A couple of hours pass and I can’t lie down any longer. I am feeling very restless and want to be up. This time, Lynn allows me to rise but is watchful. I’m sure at the slightest stumble, although that is something I do during the normal course of my day, she will have me back in the cot. I pay careful attention not to trip, falter, or even breathe for that matter because, as much as I like to think so, I don’t have the final say. As weird as the thought is that flies through, I think about having missed getting some — however long ago that might have been. I’m still not completely convinced that almost two weeks have passed.
One thing I am certain of is that I’m hungry. No, strike that. I’m ravenous. After assuring herself that I can still tie my shoes on my own, Lynn walks with me to the dining room. I can’t get enough to eat; however, I do get to the point where I don’t have a bottomless pit in my stomach. I see from the light streaming in the open doors that it’s still daytime and I want to go out. Not much is said between Lynn and me as she is still ascertaining whether I can walk on my own two feet. I get several pats on the shoulder as I pass others on our way out.
If I doubted that time had passed before, looking outside erases any and all doubt. They’ve been extremely busy. Where large fields of only grass once grew, there now stands several barns in various stages of completion. Looking north, large greenhouses stand in the fields. Near the walls and close to our sanctuary are lines of shipping containers with a dirt road in front of them. A mobile crane is situated next to them. As startling as the other sights are, the sight of a giant wind turbine next to the building is even more so.

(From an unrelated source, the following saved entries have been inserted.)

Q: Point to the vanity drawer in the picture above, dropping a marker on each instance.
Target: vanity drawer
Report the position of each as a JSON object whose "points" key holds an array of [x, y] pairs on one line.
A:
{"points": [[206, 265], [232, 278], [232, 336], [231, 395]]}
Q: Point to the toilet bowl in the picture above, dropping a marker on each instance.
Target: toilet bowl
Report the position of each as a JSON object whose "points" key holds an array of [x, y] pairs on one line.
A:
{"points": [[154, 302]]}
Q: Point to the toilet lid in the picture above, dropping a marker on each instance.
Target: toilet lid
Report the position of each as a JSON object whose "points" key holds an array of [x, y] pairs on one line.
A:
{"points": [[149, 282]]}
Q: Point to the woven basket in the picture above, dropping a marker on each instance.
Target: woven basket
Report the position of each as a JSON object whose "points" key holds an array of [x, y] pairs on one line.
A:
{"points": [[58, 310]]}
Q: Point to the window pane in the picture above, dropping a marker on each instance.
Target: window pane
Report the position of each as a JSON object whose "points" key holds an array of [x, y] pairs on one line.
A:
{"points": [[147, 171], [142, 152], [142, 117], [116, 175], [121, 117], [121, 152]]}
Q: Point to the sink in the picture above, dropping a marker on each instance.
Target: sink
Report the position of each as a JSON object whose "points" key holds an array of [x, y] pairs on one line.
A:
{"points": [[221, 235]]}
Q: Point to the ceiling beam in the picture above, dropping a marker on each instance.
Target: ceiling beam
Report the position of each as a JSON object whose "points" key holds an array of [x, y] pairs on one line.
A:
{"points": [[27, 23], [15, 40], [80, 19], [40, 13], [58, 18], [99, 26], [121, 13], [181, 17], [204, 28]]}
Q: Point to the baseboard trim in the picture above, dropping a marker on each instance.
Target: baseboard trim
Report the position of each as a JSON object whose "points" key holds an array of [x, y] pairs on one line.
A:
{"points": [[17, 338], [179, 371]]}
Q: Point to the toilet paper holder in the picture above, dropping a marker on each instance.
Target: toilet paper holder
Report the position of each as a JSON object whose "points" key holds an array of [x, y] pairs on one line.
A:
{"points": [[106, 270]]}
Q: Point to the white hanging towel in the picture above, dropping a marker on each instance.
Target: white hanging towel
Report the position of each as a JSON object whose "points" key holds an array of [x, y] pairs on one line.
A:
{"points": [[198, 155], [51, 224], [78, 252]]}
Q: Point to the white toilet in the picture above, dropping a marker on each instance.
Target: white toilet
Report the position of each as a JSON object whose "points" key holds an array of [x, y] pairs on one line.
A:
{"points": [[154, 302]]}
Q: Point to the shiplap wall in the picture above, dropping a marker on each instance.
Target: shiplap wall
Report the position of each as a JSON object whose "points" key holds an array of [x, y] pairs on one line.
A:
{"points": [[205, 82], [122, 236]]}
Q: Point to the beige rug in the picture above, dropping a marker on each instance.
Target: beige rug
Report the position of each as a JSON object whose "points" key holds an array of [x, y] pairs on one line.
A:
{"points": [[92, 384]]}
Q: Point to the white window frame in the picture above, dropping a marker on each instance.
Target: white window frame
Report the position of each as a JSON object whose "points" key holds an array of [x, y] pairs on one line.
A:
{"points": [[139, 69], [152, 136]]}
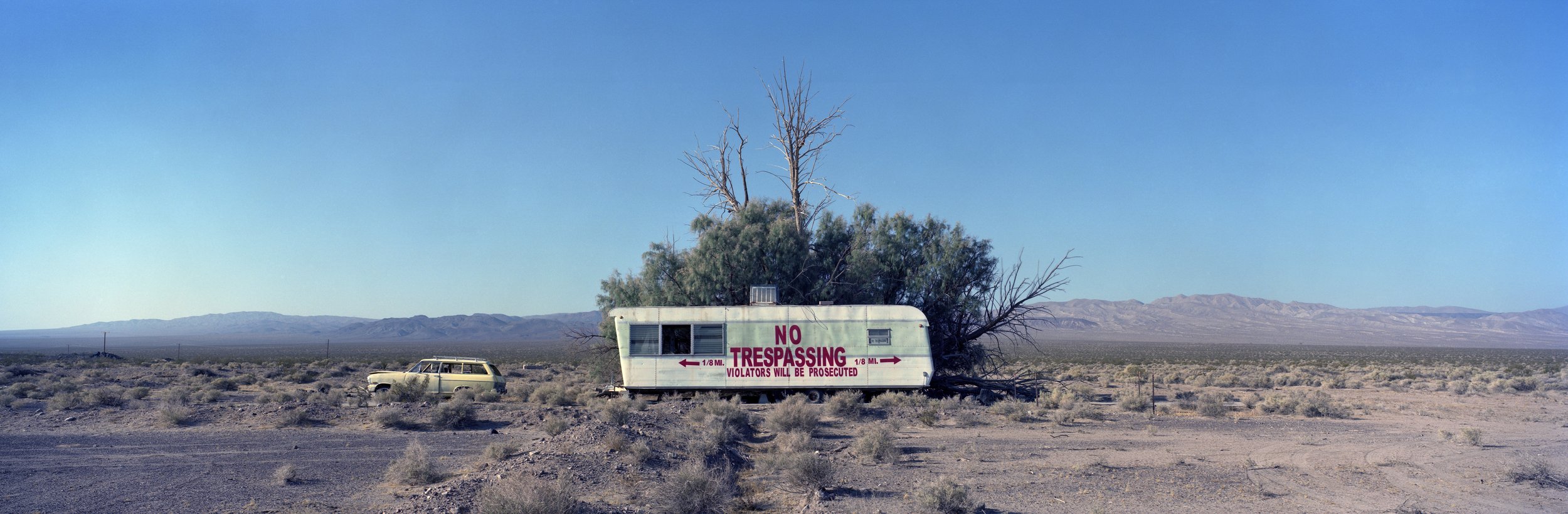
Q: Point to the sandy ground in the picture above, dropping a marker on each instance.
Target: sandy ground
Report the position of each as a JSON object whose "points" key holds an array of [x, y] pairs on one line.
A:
{"points": [[1390, 456]]}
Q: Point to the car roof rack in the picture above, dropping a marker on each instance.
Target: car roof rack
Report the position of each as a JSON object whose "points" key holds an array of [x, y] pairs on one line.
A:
{"points": [[458, 358]]}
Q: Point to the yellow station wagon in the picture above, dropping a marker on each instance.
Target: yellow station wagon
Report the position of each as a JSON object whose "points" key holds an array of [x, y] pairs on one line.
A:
{"points": [[446, 375]]}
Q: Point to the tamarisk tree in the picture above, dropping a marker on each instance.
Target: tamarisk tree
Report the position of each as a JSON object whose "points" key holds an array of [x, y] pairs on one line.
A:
{"points": [[976, 306]]}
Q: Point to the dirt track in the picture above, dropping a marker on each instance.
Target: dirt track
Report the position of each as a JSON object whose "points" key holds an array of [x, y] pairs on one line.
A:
{"points": [[1397, 450]]}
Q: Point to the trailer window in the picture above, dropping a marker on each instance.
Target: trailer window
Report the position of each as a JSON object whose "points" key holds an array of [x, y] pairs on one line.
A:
{"points": [[645, 339], [676, 339], [707, 339]]}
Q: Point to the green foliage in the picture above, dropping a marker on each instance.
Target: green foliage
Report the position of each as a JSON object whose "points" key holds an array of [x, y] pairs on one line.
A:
{"points": [[864, 259]]}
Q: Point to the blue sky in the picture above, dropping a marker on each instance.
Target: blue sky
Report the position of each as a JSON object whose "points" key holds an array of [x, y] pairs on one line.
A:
{"points": [[170, 159]]}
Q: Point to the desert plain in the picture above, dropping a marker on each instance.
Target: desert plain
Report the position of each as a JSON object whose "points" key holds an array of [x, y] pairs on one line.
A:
{"points": [[1227, 428]]}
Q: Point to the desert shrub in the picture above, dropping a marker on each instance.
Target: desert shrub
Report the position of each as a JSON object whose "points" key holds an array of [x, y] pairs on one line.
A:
{"points": [[1089, 412], [615, 441], [899, 400], [618, 411], [452, 414], [1322, 405], [107, 397], [524, 494], [303, 377], [1012, 409], [499, 450], [697, 490], [331, 399], [807, 471], [958, 411], [294, 417], [66, 400], [173, 414], [792, 415], [208, 395], [876, 444], [945, 496], [845, 405], [415, 468], [792, 442], [726, 414], [1133, 400], [640, 452], [286, 475], [711, 442], [551, 394], [1212, 405], [389, 417], [929, 415], [1539, 474], [1278, 403], [1470, 436], [556, 425], [413, 389]]}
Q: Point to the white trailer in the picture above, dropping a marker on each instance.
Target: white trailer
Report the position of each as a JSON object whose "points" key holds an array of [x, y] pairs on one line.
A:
{"points": [[772, 350]]}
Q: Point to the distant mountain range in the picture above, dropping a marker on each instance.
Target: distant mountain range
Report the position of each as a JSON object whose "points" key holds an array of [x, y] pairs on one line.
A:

“We still have to figure out the engineering to gear it into the pumps but we managed to get it upright,” Bannerman says behind me.
“Yeah, I, um, see that. Nicely done,” I say. I’m in awe of the change in our surroundings and that only adds to the confusion that my waking has brought.

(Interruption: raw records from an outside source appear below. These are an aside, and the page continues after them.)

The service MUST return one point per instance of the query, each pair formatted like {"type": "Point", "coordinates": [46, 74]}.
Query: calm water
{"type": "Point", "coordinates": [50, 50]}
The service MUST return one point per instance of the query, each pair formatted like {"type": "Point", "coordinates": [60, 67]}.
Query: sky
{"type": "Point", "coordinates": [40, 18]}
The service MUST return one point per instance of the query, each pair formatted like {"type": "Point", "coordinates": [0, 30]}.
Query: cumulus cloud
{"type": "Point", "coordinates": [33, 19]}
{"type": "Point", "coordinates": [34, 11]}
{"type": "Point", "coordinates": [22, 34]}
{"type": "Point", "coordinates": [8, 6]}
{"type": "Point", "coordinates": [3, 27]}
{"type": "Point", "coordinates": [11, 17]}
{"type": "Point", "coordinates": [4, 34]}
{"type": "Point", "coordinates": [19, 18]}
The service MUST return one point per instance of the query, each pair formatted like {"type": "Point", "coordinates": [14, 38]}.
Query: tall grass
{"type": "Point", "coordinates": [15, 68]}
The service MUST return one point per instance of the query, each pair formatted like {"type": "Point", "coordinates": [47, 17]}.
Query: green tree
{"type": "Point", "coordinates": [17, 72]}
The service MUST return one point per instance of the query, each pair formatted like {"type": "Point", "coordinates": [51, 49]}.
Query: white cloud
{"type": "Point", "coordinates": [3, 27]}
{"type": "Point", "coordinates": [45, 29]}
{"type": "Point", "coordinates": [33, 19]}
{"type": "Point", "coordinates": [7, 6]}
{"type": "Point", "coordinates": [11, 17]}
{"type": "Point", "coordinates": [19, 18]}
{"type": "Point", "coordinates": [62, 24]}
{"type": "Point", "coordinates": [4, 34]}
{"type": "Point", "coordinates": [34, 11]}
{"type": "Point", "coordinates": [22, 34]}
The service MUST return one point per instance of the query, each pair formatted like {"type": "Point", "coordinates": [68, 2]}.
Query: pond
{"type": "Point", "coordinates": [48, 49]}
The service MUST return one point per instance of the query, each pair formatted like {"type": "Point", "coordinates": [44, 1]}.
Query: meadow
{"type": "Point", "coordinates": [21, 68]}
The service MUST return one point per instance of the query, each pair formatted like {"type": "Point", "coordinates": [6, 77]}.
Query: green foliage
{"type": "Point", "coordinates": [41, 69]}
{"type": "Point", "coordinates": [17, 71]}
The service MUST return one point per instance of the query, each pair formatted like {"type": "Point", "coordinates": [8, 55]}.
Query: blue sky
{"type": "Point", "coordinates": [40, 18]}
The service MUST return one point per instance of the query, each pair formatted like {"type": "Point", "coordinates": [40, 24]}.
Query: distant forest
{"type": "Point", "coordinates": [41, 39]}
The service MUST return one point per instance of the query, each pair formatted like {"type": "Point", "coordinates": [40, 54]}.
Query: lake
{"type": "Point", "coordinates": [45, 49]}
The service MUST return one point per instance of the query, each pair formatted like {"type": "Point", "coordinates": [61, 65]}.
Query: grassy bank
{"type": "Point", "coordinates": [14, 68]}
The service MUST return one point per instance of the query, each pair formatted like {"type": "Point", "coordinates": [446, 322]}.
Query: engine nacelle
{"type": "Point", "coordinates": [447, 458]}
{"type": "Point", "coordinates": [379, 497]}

“We also have walls around the hospital and are working on the housing development on McChord,” he adds.
“Maybe I should pass out more often,” I say amazed at the progress. Yes, that’s how I’m going to refer to it — passing out.
“Another day or two and we should be able to start bringing livestock in depending on how we want to prioritize that,” Bannerman says.
I’m still too stunned to answer. One thing that does come to my attention is the odor I’m emitting. They apparently fed me and took care of me, for which I’m thankful, but there was a distinct lack of clothing changed. I’m surprised anyone can stand within twenty feet of me. I turn to head in to remedy that. The sun is low in the western sky signifying this day, whichever one it might be, is about to end. I hear the approach of vehicles.
“Who’s that coming in?” I ask.
Lynn, Bannerman, Robert, and Bri all turn toward the entrance road. They stand shielding their eyes from the sun. “What do you mean, Jack? I don’t see a thing,” Lynn finally says.
That’s another thing I notice, the overly brightness of the day I had in the days previous, well, weeks I guess, isn’t as bad as it was. It still seems bright out but not blindingly so. “No, I mean the ones I hear coming in. Who’s out?” I ask.
Lynn looks at me with her sidelong expression that says she’s trying to figure something out. It’s her ‘what the fuck’ look. “We have teams out for the walls and escorts for the trucks. They should be returning shortly,” she answers.